A commercial perspective

Gianugo Rabellino, CEO of SourceSense1, a European open source services company, and a member of the Apache Software Foundation, set the scene, arguing that there are strong economic reasons for the continuing strength of open source development. His point was that we are going through a revolution in software development and he warned: “Revolution is hard stuff. Heads get chopped off. There is violence. There is turmoil. But in the end you get to a new order of stability in which some new things are taken for granted. This has happened for software, and open source has changed the way we produce and distribute software”. His message is that even traditional, proprietary software companies like Microsoft and Sun have been affected and are starting to change the way they work.

However, there was a note of caution. Gianugo also argued that if we are not careful, open source may just become another distribution model. He described three very different, and contrasting, approaches to the production and distribution of open source software. His first model was based on commercial open source companies who continue to develop the code behind closed doors without a great deal of user community involvement. He said: “There are perhaps 83 companies working in this space, where the pattern is ‘I still have developers working behind closed doors and I slide in the pizzas under the door and they come out from time to time with a release. And then we have users who are very welcome to use our software and contribute something back but who know it is just going to be us [developing it]. We are not just the stewards of the project we are actually the owners’.”

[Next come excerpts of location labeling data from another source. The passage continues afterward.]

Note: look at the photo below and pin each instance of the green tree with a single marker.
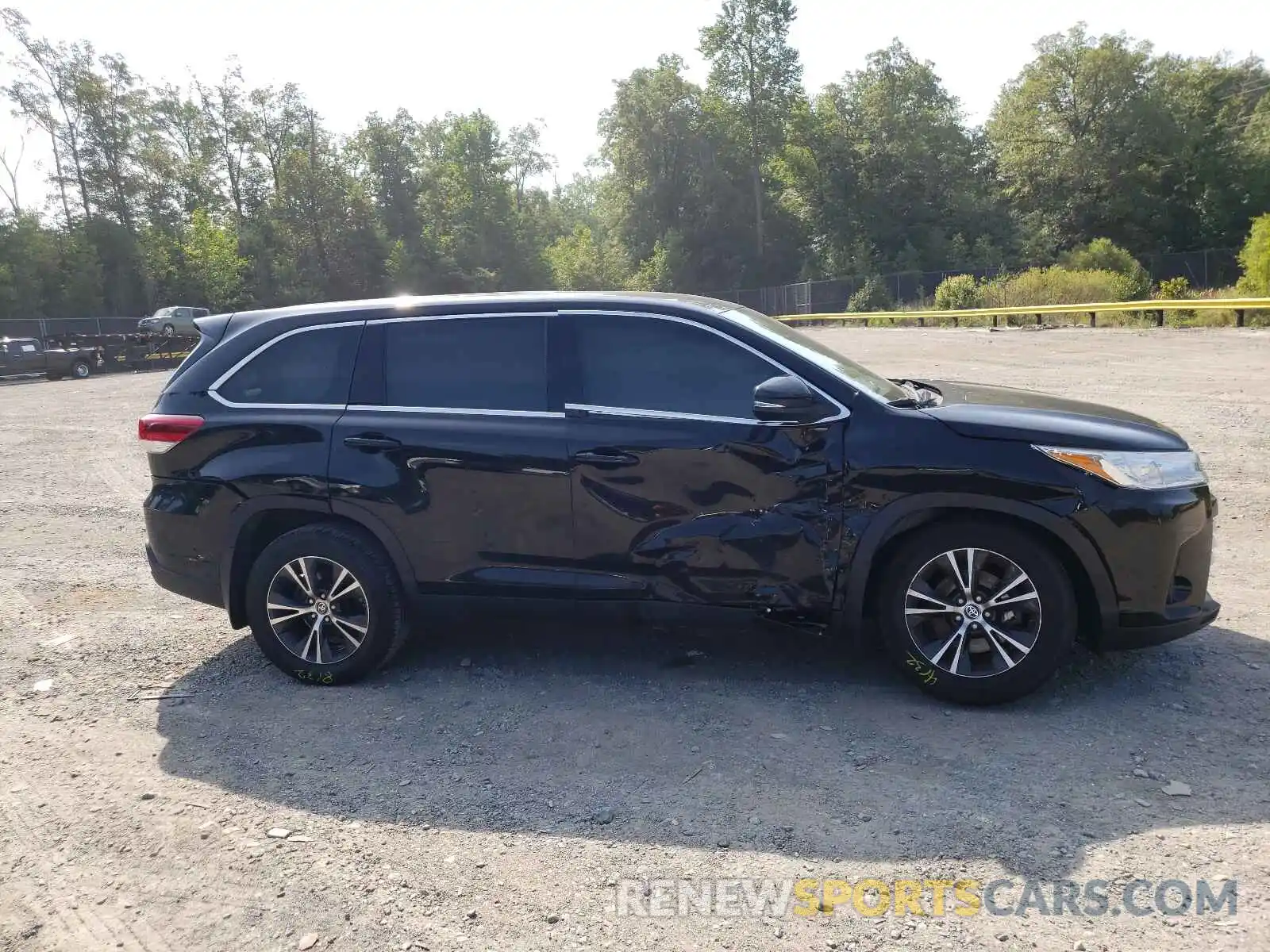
(1075, 137)
(579, 262)
(1255, 259)
(213, 262)
(757, 74)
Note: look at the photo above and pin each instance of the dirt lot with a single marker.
(493, 803)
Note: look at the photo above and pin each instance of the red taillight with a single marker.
(162, 432)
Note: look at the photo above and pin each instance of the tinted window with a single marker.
(479, 363)
(645, 363)
(311, 367)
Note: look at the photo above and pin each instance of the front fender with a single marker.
(914, 511)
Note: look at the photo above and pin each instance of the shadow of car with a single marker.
(689, 736)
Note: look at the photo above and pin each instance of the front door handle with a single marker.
(606, 457)
(372, 442)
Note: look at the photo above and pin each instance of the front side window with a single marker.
(311, 367)
(468, 363)
(645, 363)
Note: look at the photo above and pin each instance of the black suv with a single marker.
(319, 471)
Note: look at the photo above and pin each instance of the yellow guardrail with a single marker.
(1206, 304)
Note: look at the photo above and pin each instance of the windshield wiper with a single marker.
(918, 397)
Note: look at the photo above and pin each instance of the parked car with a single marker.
(173, 321)
(321, 471)
(25, 355)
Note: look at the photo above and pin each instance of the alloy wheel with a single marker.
(973, 612)
(318, 609)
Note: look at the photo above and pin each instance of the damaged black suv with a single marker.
(321, 471)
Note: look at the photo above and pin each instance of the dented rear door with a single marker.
(679, 494)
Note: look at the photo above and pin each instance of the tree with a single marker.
(1255, 258)
(213, 262)
(579, 262)
(886, 175)
(526, 159)
(1073, 139)
(757, 74)
(46, 94)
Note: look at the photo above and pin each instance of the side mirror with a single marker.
(787, 400)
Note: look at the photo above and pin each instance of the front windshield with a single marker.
(823, 357)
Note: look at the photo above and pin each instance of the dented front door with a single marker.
(708, 508)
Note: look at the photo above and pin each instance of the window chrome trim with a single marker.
(844, 413)
(214, 390)
(410, 319)
(460, 412)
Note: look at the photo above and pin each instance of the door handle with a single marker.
(372, 442)
(606, 457)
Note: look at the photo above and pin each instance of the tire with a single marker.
(1005, 651)
(375, 611)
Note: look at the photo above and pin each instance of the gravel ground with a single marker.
(163, 787)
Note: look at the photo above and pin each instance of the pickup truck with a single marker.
(23, 355)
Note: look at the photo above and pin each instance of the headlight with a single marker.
(1165, 470)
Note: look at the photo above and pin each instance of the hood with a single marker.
(1006, 413)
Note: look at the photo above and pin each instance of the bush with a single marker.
(1255, 259)
(1174, 290)
(1054, 286)
(1105, 255)
(958, 294)
(872, 296)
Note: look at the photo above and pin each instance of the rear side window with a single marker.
(310, 367)
(645, 363)
(468, 363)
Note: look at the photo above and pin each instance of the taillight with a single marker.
(162, 432)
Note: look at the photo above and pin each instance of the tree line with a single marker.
(221, 196)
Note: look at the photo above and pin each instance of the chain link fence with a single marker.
(1212, 268)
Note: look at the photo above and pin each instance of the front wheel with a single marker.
(977, 613)
(325, 605)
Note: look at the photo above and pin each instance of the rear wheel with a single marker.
(977, 613)
(325, 605)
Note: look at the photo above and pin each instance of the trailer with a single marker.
(130, 352)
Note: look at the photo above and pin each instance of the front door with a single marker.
(451, 441)
(679, 493)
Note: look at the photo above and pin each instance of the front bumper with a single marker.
(1187, 621)
(1157, 547)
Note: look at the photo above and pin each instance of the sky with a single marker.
(556, 60)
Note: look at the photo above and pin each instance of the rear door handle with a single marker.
(606, 457)
(371, 441)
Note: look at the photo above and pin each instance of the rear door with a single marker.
(679, 494)
(455, 442)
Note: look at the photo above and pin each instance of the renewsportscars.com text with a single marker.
(929, 898)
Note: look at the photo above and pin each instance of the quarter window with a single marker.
(645, 363)
(310, 367)
(468, 363)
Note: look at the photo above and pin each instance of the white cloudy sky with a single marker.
(556, 60)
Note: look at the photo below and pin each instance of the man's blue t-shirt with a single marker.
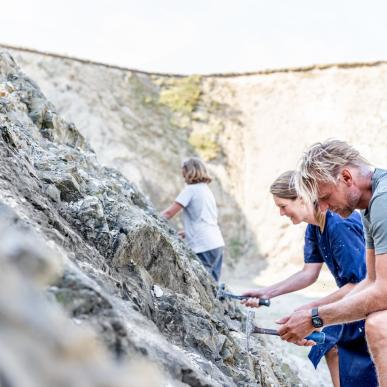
(341, 246)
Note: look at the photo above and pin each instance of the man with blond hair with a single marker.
(335, 175)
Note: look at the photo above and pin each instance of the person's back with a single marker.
(200, 216)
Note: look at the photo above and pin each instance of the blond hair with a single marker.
(195, 171)
(322, 163)
(284, 187)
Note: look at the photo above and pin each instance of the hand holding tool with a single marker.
(222, 294)
(317, 337)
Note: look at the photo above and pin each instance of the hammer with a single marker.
(222, 294)
(317, 337)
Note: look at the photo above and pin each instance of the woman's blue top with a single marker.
(342, 247)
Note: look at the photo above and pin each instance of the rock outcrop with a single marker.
(251, 126)
(97, 289)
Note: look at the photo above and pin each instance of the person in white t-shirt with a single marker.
(200, 216)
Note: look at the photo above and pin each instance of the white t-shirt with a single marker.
(200, 218)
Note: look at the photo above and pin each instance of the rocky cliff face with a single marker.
(97, 289)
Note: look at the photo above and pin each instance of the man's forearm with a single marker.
(355, 307)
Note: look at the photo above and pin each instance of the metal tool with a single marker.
(222, 294)
(317, 337)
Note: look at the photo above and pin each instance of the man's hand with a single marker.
(255, 295)
(296, 326)
(304, 307)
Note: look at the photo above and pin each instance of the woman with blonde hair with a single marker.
(339, 243)
(200, 216)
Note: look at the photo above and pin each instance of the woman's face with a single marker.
(293, 209)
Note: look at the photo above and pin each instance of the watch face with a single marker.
(317, 322)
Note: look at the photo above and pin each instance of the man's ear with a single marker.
(346, 175)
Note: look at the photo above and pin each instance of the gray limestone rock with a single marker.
(100, 250)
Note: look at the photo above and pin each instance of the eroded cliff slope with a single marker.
(92, 278)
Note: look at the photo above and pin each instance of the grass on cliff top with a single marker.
(182, 94)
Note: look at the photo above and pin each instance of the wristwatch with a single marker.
(317, 321)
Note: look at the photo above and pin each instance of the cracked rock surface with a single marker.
(97, 289)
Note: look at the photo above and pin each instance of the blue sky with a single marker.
(200, 36)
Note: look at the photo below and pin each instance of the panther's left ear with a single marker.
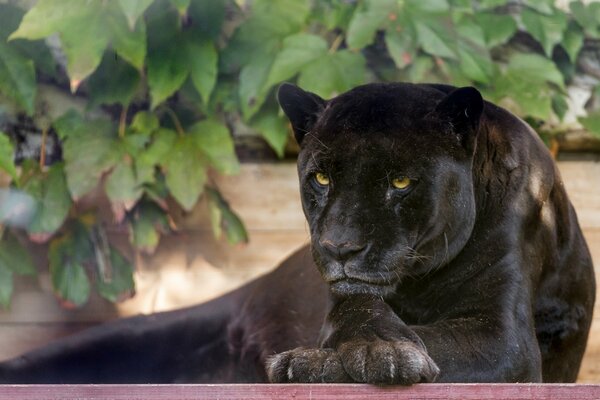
(301, 107)
(462, 108)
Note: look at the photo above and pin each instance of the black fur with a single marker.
(476, 271)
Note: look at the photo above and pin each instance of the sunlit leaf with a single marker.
(6, 286)
(89, 150)
(214, 140)
(223, 219)
(69, 279)
(123, 189)
(115, 81)
(145, 122)
(119, 285)
(298, 51)
(333, 73)
(368, 18)
(497, 29)
(52, 201)
(202, 59)
(546, 29)
(14, 257)
(147, 223)
(273, 129)
(592, 123)
(185, 171)
(17, 78)
(133, 9)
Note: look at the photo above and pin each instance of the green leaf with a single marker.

The second approach mentioned by Gianugo was the ‘free software’ model proselytised by Richard Stallman where the focus is on developing software that doesn’t impinge on the freedoms of users of the software. The problem for Gianugo is that by focusing on the final outcome (for the users) and not on the process, free software does not mandate the use of an open development method.

Finally, there is the Open Development Model (ODM) exemplified by The Apache Software Foundation. Gianugo explained that: “It is a bunch of folks, working together, with diverse motivations, and who are not bound by any strong tie; we don’t for example work for the same company”. This third model works with what Harvard Internet lawyer Yochai Benkler has theorised as commons-based peer-production, a process by which everyone who contributes also gets something back that furthers their interests. Gianugo said: “This for me is what open development is about. It is not just grabbing software, attaching an open source licence to it and dumping it somewhere. It is more about understanding and working with others. For me, it is the natural way to express oneself in a connected world”.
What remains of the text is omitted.